Bristol-Myers Squibb Abandons 2 Phase III Trials of its IDO1 Inhibitor Program

Bristol-Myers Squibb2

In 2015, Bristol-Myers Squibb acquired Flexus Biosciences for about $1.25 billion, picking up F001287, Flexus’ IDO1 inhibitor in the bargain, as well as its IDO/TDO discovery program. Now, Bristol-Myers has dropped two Phase III clinical trials of the IDO1 inhibitor it acquired.

It is potentially related to an announcement on April 6, that Incyte and Merck’s own IDO1 inhibitor epacadostat, which was being evaluated in combination with Merck’s Keytruda in unresectable or metastatic melanoma, failed in a Phase III trial. Based on the trial results, which also did not meet its second primary endpoint of overall survival—the first being improved progression-free survival of the overall population compared to patients on Keytruda alone—and the recommendation of an external Data Monitoring Committee (eDMC), the trial was abandoned.

Bristol-Myers Squibb was evaluating BMS-986205 and its checkpoint inhibitor Opdivo in patients with non-small cell lung cancer or head and neck cancer. FierceBiotech notes, that study “was just getting started when news of Incyte’s setback hit less than four weeks ago. The Incyte data triggered a rapid re-evaluation of the IDO field, causing first NewLink and now Bristol-Myers to reconsider their strategies.”

In fact, Bristol-Myers canceled its trial after recruiting only one patient. It originally planned to evaluate 1,750 patients in two clinical trials. The company says, “business objectives have changed,” in a statement as the rationale for ending the trials.

It’s also ended a Phase III trial of the combo therapeutic as a first-line treatment of patients with metastatic or unresectable melanoma, which was the same disease that Incyte and Merck were evaluating. Although the decision to shutter these trials kills any opportunity for the company to develop BMS-986205 and Opdivo any time soon, the company hasn’t completely abandoned the program.

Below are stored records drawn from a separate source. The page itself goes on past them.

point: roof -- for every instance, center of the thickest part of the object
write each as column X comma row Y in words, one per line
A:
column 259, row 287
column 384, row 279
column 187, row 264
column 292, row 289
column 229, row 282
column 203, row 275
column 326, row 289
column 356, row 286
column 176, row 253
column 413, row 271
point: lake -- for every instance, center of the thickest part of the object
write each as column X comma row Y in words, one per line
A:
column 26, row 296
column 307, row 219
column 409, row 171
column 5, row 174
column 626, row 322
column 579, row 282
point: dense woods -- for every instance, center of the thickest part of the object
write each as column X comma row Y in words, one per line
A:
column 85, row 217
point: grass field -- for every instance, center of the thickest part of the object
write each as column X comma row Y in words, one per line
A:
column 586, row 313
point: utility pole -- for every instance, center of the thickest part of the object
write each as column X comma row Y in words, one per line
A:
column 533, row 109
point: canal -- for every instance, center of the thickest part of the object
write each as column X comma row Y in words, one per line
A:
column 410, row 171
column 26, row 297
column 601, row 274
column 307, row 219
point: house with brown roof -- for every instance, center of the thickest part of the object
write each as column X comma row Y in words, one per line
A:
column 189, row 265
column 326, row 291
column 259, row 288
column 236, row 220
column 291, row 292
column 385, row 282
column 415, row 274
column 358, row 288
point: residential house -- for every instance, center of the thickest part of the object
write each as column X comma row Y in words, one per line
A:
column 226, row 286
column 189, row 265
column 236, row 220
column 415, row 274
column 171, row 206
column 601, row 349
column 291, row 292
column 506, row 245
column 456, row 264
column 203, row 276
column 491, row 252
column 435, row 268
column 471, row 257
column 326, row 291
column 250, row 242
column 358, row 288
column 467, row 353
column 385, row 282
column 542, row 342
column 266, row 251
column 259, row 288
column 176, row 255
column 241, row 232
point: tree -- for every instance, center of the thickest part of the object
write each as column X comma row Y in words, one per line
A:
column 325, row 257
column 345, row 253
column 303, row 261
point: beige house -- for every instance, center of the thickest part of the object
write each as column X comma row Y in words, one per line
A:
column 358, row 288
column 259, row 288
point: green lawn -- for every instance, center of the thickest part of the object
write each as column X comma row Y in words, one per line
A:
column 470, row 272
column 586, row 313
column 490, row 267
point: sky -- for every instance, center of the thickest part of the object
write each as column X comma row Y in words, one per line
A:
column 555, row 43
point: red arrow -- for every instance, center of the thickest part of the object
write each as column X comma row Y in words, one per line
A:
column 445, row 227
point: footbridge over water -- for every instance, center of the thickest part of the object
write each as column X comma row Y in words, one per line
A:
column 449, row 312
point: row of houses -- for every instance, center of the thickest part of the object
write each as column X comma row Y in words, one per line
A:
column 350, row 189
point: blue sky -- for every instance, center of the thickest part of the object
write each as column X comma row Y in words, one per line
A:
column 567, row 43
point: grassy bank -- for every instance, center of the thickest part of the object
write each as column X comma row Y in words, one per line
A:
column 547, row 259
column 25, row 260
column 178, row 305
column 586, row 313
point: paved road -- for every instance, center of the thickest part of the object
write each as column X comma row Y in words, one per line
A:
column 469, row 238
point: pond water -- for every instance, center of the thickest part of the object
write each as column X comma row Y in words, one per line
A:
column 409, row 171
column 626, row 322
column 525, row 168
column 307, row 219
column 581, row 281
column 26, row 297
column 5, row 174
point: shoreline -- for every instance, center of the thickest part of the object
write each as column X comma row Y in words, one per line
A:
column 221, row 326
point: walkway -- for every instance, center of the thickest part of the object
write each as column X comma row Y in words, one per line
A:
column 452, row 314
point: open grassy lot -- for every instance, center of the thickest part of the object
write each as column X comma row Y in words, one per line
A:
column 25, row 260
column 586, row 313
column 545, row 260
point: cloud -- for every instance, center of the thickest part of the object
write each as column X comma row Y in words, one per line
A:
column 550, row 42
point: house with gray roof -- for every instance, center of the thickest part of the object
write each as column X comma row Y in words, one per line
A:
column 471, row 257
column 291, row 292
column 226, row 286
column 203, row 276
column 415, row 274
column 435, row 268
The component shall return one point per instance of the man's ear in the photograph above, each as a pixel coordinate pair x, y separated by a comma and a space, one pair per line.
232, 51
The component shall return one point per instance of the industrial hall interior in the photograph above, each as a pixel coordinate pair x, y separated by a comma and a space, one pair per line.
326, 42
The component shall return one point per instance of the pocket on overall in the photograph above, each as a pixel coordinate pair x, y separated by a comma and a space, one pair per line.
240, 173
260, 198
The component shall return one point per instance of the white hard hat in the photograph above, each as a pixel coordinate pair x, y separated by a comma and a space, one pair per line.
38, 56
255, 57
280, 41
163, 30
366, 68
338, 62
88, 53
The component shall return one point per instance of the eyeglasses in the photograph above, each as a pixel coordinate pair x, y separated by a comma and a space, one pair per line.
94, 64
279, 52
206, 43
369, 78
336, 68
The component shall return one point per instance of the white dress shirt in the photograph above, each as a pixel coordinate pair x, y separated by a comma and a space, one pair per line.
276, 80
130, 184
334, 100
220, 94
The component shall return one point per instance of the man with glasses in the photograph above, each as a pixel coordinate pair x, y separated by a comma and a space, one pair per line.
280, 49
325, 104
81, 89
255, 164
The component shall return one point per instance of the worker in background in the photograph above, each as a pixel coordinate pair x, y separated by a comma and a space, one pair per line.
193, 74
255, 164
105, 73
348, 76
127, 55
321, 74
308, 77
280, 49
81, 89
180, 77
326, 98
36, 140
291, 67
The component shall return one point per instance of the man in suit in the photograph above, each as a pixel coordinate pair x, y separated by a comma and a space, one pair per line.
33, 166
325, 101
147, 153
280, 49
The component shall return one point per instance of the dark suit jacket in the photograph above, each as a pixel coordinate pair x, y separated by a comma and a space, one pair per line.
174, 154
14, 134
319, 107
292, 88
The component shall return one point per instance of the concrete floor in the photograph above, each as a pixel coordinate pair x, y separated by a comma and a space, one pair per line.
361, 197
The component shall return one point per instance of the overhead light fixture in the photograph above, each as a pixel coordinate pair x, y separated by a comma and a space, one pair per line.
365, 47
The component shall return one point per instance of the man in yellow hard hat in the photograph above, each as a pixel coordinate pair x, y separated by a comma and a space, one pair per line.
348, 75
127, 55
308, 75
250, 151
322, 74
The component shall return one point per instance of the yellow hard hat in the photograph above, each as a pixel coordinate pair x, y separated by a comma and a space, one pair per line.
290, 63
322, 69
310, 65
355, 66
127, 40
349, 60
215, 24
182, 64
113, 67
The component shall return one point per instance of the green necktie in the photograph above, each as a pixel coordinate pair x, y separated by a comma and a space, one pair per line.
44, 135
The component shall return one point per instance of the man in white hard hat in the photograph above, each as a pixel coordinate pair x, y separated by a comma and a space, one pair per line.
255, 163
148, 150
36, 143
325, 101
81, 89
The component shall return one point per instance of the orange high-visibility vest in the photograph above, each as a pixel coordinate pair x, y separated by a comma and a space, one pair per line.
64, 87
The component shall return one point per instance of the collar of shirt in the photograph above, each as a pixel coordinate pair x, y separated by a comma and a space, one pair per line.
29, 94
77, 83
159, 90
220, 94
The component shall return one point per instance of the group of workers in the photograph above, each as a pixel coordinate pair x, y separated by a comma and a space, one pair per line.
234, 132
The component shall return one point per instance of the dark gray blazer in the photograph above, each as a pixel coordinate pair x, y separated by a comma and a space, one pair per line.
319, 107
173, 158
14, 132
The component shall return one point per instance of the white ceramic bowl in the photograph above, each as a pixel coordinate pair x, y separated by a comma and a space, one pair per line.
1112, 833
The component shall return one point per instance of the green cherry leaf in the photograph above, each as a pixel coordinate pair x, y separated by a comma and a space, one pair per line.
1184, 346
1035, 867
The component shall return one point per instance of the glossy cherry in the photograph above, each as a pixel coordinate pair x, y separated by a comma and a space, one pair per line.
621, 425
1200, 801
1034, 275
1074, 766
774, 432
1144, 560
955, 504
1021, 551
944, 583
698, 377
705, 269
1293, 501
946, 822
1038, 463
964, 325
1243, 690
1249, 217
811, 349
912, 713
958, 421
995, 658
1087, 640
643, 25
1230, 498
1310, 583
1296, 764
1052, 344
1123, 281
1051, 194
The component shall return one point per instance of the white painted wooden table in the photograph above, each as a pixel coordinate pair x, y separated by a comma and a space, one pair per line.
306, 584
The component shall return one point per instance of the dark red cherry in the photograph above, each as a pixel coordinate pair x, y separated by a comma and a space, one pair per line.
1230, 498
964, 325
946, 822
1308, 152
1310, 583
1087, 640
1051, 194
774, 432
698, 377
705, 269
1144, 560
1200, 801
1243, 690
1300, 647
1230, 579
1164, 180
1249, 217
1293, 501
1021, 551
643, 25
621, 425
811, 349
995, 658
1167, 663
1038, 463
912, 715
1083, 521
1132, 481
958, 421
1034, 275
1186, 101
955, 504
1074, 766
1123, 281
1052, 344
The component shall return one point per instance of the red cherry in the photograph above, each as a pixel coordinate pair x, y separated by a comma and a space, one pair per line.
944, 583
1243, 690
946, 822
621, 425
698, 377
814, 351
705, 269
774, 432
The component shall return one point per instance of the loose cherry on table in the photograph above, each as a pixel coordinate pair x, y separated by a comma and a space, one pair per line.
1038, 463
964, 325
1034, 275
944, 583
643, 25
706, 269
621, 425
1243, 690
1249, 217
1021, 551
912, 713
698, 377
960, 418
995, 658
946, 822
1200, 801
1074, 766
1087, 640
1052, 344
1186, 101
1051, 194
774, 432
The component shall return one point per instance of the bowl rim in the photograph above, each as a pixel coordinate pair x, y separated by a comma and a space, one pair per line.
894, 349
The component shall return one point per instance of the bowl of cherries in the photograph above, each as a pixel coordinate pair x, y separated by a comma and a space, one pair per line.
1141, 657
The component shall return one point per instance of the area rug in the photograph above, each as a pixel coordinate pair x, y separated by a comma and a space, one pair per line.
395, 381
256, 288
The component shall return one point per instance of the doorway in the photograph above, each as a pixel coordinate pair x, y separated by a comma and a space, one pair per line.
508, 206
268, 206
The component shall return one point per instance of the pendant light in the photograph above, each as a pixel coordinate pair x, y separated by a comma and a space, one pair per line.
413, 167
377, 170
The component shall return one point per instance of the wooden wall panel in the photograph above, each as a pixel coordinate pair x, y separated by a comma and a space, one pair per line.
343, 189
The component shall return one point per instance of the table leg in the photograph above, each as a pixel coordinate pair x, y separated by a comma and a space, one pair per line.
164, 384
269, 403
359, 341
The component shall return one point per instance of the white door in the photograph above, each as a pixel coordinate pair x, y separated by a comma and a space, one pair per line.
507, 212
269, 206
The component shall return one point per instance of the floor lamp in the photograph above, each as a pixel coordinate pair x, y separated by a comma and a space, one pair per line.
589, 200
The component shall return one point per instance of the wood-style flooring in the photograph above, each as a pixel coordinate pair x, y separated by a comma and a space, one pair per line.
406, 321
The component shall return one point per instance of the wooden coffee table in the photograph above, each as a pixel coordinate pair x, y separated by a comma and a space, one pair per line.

“[Bristol-Myers] remains committed to continued research of BMS-987205-based combinations in an informed and scientifically robust manner,” a company spokesperson stated. “Insights from the evolving treatment landscape have brought to light the importance of better understanding the biological effects of the molecule, and identifying relevant biomarkers capable of selecting patient populations most likely to benefit from treatment. Therefore, it remains a priority to study BMS-986205-based combinations in the same and additional tumor types in early phase studies.”

The company continues to enroll patients in seven Phase I and Phase II trials of BMS-986205. Some of these involve the IDO1 inhibitor in combination with Opdivo and some in combination with Yervoy. Four trials with the drug will enroll 200 to 500 patients, and also include its LAG-3 compound relatlimab and some of its other oncology compounds.

Shortly after the Incyte failure, Derek Lowe, writing for his “In the Pipeline” blog for Science Translational Medicine, noted, “This is not only bad news for melanoma patients, for Merck, and (especially) for Incyte. And it’s not only potentially bad news for Bristol-Myers Squibb. It’s potentially bad news for everyone who thought that their understanding of these pathways was good enough to predict success for this trial. One of the biggest things going in immuno-oncology is the combination of the existing agents (PD pathway drugs) with other mechanisms to potentiate their effects and move them into new areas. This trial shows that we don’t know as much about how to do that as we thought we did. So, although the IDO-based trials are now very uncertain, this news throws uncertainty around the entire field, whether it goes through that mechanism or not.”